BAGHDAD (AFP) ― Iraq’s oil exports reached their highest level in decades in December, the oil ministry’s spokesman said on Saturday, but vital revenues were being hit by the plummeting prices of crude.
Iraq exported 91.141 million barrels of oil in December for an average of 2.94 million barrels per day, the highest daily average since 1980, Assem Jihad told AFP, citing initial figures.
The Kirkuk Oil Company refinery in Iraq. (Bloomberg)
December exports were far and away the highest in 2014, eclipsing the previous best month by more than 11 million barrels, according to ministry figures.
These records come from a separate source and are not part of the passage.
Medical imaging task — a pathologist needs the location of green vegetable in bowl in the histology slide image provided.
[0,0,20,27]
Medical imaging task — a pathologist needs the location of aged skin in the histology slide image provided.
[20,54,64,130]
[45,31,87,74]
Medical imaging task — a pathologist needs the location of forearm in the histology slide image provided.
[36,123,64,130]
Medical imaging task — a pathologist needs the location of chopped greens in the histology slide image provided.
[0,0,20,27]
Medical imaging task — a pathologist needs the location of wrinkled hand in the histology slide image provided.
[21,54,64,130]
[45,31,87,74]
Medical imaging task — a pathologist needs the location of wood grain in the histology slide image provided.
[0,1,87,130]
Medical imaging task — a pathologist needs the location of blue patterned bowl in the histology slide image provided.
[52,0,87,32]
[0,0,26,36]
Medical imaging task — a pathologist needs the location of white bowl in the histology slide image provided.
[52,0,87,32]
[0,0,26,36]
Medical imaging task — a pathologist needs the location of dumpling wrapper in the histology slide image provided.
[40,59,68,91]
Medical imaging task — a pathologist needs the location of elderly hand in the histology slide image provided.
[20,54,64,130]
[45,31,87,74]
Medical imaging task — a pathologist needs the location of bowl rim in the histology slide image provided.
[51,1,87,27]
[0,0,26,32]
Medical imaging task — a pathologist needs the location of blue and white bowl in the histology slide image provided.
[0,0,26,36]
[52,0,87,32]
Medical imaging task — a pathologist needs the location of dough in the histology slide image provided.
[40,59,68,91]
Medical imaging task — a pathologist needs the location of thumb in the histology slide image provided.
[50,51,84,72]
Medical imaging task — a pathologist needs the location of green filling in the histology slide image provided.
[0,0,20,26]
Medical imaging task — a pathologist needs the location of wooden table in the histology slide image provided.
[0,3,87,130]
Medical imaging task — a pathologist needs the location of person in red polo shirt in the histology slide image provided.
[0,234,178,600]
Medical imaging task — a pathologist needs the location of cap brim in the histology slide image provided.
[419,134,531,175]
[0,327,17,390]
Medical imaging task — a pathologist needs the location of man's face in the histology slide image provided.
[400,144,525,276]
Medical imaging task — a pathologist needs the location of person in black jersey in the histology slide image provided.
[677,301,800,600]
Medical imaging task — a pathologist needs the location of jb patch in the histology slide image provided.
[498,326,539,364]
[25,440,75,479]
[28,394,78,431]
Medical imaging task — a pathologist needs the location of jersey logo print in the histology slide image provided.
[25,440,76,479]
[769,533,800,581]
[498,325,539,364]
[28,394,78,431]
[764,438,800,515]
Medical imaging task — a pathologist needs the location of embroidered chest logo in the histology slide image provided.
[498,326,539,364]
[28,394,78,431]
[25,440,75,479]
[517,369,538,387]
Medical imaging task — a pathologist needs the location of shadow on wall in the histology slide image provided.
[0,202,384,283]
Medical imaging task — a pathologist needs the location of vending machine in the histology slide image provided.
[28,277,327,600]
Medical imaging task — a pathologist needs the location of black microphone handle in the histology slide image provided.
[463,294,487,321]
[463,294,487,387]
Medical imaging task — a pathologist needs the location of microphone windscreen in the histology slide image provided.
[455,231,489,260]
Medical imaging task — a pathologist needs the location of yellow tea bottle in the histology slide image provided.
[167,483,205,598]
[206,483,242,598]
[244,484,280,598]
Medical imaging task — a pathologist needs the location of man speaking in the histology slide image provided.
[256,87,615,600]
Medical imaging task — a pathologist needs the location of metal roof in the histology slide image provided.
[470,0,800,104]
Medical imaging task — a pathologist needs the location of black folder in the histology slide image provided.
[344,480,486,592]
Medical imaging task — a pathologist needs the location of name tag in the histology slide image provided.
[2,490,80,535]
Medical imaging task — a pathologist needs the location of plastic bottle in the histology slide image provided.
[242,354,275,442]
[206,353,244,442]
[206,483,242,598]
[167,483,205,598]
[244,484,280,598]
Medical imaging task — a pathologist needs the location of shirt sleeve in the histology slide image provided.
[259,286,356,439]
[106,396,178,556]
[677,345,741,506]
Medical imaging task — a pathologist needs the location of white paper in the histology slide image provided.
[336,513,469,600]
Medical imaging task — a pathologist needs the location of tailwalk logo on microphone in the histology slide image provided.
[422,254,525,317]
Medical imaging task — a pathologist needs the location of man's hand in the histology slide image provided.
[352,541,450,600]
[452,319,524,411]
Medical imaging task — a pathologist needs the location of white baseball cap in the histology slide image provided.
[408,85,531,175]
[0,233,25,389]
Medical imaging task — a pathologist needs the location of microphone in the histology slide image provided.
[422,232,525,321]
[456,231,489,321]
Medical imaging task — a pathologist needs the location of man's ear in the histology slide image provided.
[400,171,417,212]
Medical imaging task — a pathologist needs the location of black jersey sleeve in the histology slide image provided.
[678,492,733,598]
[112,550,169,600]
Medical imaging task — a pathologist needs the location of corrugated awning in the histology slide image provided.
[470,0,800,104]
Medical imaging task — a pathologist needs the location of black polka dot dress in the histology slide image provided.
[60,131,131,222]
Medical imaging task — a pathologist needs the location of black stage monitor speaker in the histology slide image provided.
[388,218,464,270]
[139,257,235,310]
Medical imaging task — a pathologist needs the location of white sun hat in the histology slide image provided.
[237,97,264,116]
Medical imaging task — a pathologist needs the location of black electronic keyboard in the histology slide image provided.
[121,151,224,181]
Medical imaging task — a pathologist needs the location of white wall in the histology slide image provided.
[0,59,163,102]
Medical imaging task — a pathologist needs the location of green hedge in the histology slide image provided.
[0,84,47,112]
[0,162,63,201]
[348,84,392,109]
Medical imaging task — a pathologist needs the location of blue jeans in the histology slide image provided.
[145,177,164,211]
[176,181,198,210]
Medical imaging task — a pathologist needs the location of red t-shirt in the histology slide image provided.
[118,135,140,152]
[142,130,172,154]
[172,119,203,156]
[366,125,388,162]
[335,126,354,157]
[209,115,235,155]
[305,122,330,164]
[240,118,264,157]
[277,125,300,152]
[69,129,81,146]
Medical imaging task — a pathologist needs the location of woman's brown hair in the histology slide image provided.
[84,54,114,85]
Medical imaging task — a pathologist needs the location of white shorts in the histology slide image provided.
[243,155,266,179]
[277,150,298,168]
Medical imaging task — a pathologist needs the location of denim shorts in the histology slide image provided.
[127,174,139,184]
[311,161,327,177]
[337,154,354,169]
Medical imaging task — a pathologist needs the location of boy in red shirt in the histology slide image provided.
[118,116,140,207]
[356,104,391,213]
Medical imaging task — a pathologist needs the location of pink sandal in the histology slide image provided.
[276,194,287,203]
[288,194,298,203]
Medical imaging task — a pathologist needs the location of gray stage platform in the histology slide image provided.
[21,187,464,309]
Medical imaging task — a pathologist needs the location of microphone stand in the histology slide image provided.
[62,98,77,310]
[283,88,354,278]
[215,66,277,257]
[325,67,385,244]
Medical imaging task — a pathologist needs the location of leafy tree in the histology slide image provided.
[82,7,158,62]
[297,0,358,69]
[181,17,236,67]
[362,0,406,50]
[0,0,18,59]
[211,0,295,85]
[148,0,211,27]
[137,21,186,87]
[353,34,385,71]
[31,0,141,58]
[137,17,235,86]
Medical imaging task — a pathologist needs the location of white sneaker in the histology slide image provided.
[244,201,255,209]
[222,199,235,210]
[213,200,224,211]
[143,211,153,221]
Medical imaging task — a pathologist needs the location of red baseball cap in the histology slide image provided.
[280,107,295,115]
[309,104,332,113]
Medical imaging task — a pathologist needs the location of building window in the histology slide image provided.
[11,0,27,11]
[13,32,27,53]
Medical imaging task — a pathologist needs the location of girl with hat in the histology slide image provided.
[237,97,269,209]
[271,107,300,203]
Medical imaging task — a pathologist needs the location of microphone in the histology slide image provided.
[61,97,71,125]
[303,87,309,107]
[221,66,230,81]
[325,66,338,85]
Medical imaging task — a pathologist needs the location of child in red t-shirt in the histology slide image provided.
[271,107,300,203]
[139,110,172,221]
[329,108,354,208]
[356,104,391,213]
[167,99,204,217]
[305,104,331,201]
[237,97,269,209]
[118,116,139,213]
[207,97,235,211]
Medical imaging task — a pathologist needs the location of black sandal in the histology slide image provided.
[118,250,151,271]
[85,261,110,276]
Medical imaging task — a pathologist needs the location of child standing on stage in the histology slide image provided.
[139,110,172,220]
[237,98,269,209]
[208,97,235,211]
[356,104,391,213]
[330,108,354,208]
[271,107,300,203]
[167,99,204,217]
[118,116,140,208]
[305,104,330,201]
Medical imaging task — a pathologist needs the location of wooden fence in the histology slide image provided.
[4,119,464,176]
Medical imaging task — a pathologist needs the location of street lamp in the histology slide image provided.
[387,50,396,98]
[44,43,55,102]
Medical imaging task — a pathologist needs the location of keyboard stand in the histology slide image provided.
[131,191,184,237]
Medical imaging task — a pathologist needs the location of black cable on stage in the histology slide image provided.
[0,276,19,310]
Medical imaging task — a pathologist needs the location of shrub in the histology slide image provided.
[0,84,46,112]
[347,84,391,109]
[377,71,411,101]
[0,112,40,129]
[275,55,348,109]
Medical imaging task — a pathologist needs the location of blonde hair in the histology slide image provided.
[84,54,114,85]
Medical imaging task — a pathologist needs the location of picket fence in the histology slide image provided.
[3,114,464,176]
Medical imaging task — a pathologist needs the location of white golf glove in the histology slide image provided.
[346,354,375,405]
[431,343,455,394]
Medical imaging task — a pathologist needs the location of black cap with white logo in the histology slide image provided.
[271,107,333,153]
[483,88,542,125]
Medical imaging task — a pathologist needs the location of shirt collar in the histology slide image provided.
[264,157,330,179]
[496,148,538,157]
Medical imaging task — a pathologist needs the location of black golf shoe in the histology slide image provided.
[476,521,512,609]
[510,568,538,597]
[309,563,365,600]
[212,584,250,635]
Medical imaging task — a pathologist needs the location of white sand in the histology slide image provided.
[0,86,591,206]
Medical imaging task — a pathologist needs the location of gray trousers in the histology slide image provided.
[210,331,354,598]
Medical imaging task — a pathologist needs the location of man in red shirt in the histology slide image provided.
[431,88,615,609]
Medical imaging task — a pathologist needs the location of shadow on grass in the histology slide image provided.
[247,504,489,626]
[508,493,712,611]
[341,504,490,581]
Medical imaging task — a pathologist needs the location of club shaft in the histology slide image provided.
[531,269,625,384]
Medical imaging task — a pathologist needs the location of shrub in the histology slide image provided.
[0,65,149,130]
But revenues were $5.247 billion, only up slightly on November and much lower than the early months of 2014 because of sharply declining oil prices.
Jihad said prices averaged $57 a barrel in December, down from $100 or more during the first half of the year.
The average December price was even lower than the $60 per barrel used to calculate Iraq’s 2015 budget, which already includes a more than $19 billion deficit.
Oil producing cartel “OPEC must move to address this issue,” Jihad said.
“Prices are falling now to abnormal levels, and it is up to the organization to move instead of watching prices collapse to illogical levels,” he said, adding that this was his personal opinion rather than that of the ministry.
The dramatic decline in oil prices poses a major problem for Iraq, which depends on oil revenues for the vast majority of government funds.
The oil ministry said in November that Baghdad lost more than 27 percent of its projected revenues for 2014 because of the fall in prices.
It comes at a time when expenditures are higher than usual, with the country battling to regain ground from the Islamic State jihadist group, which spearheaded a sweeping offensive that overran swathes of territory in June.